14.

SHE READ THE letter three times, in case her eye had skipped over something, some crucial “not” or “no,” in case she’d misunderstood, still standing by the pink front door where the mail had slopped through the slot, fanning onto the black seafoam linoleum. Milton was filling the percolator for a pot of coffee, careful not to let water touch the electrical prongs.

“Daddy?”

“Mmm.”

“I got into Sarah Lawrence.”

“Good.”

He continued his task rather than turn toward her. His back appeared to sizzle, though the tension might all be hers. “It’s four thousand dollars.”

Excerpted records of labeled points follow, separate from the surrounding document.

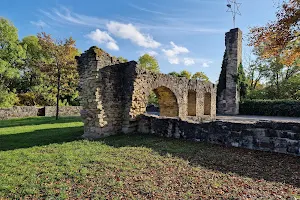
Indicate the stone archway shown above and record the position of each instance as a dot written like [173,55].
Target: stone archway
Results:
[167,101]
[207,103]
[192,101]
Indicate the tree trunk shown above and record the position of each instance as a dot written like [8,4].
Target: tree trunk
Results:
[57,96]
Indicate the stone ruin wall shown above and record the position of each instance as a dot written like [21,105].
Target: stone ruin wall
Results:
[228,93]
[114,94]
[279,137]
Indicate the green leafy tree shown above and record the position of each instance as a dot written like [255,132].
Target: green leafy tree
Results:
[200,76]
[60,66]
[11,58]
[148,62]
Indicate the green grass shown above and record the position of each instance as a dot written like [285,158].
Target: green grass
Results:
[41,158]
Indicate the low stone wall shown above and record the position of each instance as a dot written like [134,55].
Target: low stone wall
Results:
[32,111]
[272,136]
[63,111]
[20,111]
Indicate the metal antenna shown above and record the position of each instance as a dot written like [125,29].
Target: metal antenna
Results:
[234,7]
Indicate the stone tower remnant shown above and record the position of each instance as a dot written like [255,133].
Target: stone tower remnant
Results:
[228,95]
[113,95]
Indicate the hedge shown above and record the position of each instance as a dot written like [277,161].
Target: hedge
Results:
[289,108]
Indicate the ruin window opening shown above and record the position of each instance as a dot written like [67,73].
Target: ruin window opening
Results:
[152,104]
[167,102]
[192,103]
[207,103]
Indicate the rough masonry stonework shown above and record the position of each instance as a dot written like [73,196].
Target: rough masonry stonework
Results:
[280,137]
[228,93]
[114,95]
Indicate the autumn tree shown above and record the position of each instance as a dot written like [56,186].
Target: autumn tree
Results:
[59,66]
[280,38]
[148,62]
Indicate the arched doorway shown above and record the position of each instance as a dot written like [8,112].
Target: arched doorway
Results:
[167,102]
[192,103]
[207,103]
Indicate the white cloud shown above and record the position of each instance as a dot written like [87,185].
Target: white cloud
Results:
[39,23]
[188,61]
[172,54]
[64,16]
[174,61]
[151,53]
[129,31]
[203,62]
[103,37]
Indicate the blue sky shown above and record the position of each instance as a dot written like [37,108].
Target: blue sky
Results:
[181,34]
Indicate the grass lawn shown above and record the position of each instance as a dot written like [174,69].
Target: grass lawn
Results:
[43,158]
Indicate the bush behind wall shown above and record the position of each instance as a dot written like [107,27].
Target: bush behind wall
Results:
[288,108]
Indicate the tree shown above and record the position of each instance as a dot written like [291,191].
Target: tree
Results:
[280,38]
[149,62]
[60,65]
[200,76]
[11,58]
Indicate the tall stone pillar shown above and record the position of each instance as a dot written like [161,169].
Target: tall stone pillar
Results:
[228,95]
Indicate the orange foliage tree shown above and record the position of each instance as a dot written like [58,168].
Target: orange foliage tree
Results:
[280,38]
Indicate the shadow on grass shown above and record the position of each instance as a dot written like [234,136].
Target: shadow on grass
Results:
[248,163]
[36,121]
[40,138]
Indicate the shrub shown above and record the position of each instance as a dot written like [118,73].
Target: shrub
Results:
[290,108]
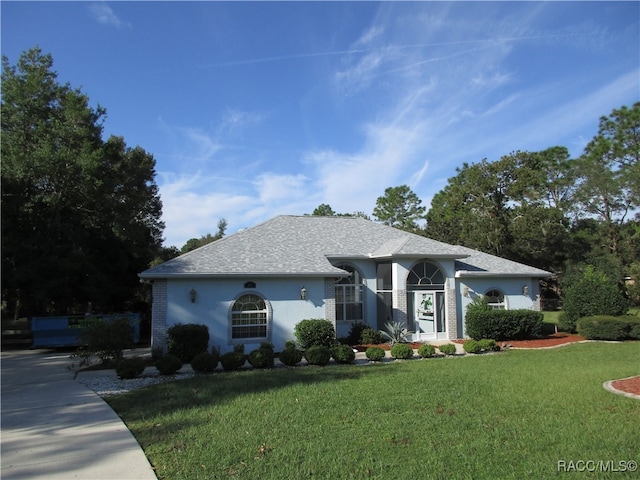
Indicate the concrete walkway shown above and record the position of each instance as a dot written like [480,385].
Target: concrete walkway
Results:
[55,428]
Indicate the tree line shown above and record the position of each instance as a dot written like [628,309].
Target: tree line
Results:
[81,215]
[543,209]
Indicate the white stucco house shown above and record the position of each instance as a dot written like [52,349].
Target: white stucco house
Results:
[257,284]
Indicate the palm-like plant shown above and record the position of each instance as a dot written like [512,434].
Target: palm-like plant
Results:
[396,332]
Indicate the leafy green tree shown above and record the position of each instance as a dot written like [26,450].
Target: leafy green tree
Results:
[324,210]
[401,208]
[608,173]
[514,207]
[194,243]
[591,292]
[80,216]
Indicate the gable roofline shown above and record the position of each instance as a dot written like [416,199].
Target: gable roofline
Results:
[309,246]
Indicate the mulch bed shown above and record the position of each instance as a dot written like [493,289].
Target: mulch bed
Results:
[629,385]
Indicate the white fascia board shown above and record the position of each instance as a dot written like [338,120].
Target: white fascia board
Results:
[168,276]
[467,273]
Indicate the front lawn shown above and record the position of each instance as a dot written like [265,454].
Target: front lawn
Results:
[515,414]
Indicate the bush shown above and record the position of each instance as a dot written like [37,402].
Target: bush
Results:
[591,294]
[401,351]
[318,355]
[605,327]
[130,367]
[315,331]
[168,364]
[205,362]
[471,346]
[375,354]
[447,348]
[108,339]
[396,332]
[232,360]
[355,333]
[290,356]
[262,357]
[187,340]
[343,354]
[488,345]
[503,324]
[426,351]
[370,336]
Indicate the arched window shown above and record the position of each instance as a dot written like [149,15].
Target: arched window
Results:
[249,318]
[495,299]
[425,274]
[349,296]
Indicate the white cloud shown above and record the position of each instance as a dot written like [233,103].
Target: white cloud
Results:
[103,14]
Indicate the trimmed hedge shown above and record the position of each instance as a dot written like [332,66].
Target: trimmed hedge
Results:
[262,357]
[448,349]
[401,351]
[205,362]
[503,324]
[318,355]
[606,327]
[290,356]
[427,351]
[187,340]
[168,364]
[130,367]
[375,354]
[315,331]
[343,354]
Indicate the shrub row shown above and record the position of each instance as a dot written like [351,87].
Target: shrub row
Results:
[187,340]
[606,327]
[479,346]
[503,324]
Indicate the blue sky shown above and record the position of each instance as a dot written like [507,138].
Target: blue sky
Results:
[257,109]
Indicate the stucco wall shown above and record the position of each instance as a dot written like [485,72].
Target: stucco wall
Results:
[512,288]
[215,297]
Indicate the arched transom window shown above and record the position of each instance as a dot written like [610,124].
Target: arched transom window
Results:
[349,296]
[427,275]
[249,318]
[495,298]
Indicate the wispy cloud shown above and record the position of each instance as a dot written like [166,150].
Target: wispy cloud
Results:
[105,15]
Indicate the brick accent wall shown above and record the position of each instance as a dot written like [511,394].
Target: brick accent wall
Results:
[400,306]
[452,313]
[330,300]
[159,315]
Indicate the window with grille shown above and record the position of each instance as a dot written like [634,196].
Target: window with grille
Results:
[249,318]
[349,296]
[495,298]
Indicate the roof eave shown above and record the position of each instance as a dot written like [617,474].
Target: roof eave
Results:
[467,273]
[176,276]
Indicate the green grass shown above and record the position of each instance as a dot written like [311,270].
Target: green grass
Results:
[509,415]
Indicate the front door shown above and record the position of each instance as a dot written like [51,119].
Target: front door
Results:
[425,315]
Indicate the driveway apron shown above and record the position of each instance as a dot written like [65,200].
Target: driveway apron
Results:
[55,428]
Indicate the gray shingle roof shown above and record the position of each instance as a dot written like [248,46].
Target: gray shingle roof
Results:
[304,245]
[484,264]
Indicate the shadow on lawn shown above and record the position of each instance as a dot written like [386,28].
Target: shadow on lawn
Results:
[218,388]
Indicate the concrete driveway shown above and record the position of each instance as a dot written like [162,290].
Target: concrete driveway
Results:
[55,428]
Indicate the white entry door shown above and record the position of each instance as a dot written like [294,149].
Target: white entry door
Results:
[425,315]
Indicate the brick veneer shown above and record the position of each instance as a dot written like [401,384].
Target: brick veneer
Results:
[159,315]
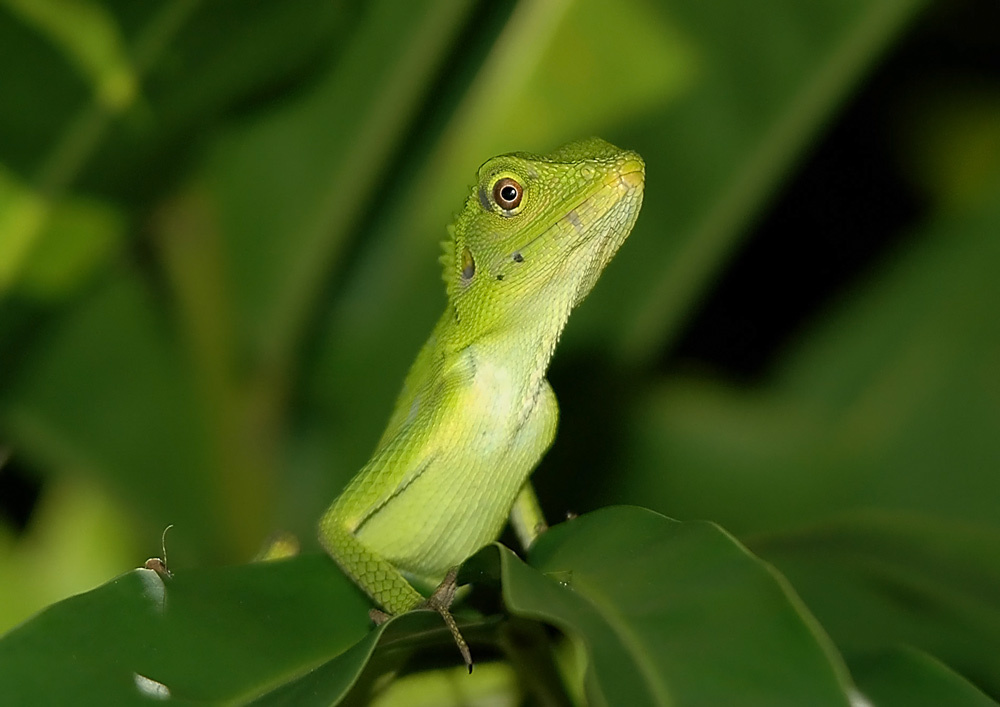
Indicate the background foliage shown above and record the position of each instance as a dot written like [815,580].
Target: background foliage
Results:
[218,229]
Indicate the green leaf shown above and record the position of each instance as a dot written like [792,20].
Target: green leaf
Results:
[674,614]
[205,635]
[649,597]
[905,677]
[879,579]
[889,402]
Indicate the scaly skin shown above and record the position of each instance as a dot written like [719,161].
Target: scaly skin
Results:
[476,412]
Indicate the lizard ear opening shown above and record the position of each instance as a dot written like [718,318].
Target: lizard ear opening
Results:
[468,266]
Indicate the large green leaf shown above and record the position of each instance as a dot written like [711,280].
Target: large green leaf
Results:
[674,614]
[215,635]
[904,677]
[876,580]
[648,597]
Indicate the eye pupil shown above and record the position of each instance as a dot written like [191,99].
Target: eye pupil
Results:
[507,193]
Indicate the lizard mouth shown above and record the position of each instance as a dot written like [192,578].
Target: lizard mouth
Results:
[628,179]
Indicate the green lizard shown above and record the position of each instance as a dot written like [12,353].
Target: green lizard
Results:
[476,413]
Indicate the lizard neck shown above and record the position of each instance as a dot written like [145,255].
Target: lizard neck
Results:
[520,339]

“You could commute,” he said to the cabinet above the sink.

Then it would just be tuition. “I really couldn’t.” A rescue came from a phrase remembered from the college handbook. “You have to live on campus the first year.”

He sighed, skinny and tall in the doll-like kitchen, in jeans that bagged around his storky legs. His white hair came down over the collar of his corduroy shirt. She could see how soft it was, like feathers. She could see, from his back, his struggle.

“I’ll get a college loan.” She was old enough to sign for one.

“No.” He turned around. “You’ll do no such thing. Don’t be ridiculous.”

She looked at him. Her face ached with not showing fear.

“I’m paying.”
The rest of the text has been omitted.